Il gruppo su cui si è lavorato è composto da 7 ragazzi di età compresa tra i 22 e i 24 anni, affetti da due diverse tipologie di malattia rara: la microdelazione del cromosoma 22 e la sclerosi tuberosa.
Il veleggiare offre molti spunti per stimolare le funzioni cognitive deboli, prima di tutte il linguaggio, poiché la vela richiede innanzitutto un ampliamento del vocabolario. I ragazzi sono stati esposti ai principali elementi teorici e pratici della navigazione a vela e hanno dovuto apprendere un linguaggio nuovo.
Durante le uscite in mare il gruppo ha affrontato con cooperazione le difficoltà e, a rotazione, ognuno ha sperimentato diversi ruoli alle manovre per la conduzione dell’imbarcazione.
In barca a vela si lavora con l’equipaggio e si migliorano dunque le abilità sociali; così, imparando a relazionarsi in gruppo, apprendendo a navigare, si lavora sul senso di autostima arrivando a costruire un’immagine di sé competente, efficace, capace di affrontare gli eventi avversi della vita, così come in barca si affrontano imprevisti legati al meteo, ai venti, al mare.
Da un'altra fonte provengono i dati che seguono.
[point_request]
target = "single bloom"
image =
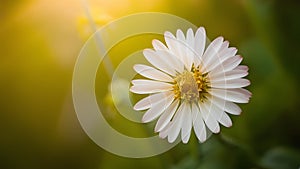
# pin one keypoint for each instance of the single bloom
(190, 86)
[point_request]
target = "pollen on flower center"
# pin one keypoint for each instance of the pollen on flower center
(191, 85)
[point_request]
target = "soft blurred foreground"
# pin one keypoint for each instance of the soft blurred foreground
(41, 39)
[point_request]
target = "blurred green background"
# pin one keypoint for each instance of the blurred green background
(41, 39)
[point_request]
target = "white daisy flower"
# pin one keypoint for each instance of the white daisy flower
(191, 86)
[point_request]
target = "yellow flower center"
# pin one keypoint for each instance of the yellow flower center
(191, 85)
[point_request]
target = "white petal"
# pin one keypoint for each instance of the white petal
(190, 52)
(225, 105)
(149, 86)
(225, 120)
(200, 39)
(232, 74)
(164, 133)
(176, 124)
(228, 64)
(172, 60)
(233, 95)
(219, 114)
(166, 117)
(186, 124)
(221, 57)
(159, 61)
(208, 118)
(147, 102)
(224, 46)
(157, 109)
(242, 67)
(211, 52)
(152, 73)
(158, 45)
(182, 48)
(172, 43)
(230, 84)
(198, 124)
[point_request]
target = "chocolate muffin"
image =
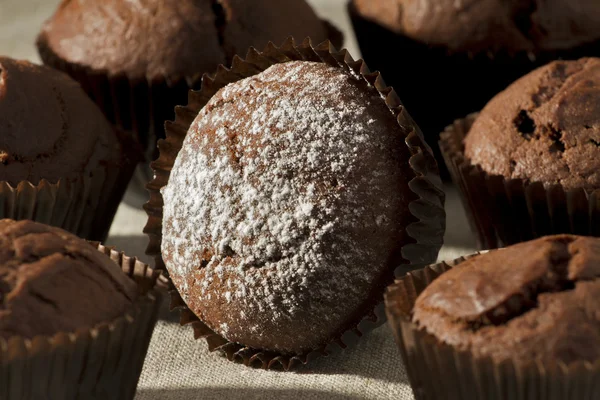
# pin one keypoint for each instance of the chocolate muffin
(75, 317)
(138, 60)
(62, 161)
(469, 50)
(535, 301)
(543, 128)
(52, 281)
(286, 209)
(50, 129)
(153, 39)
(528, 165)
Sono stati intrapresi singoli percorsi di recupero e potenziamento dell’autostima, così come preventivamente predisposto, tramite attività specifiche di recovery.
Obiettivo più ampio è stato raggiunto presentando questo modello all’interno di un ente pubblico come la Lega Navale Italiana e con l’intervento del Centro Nazionale Malattie Rare a garanzia dei soggetti coinvolti dando modo di creare un esempio di intervento a favore della disabilità esportabile sul territorio nazionale.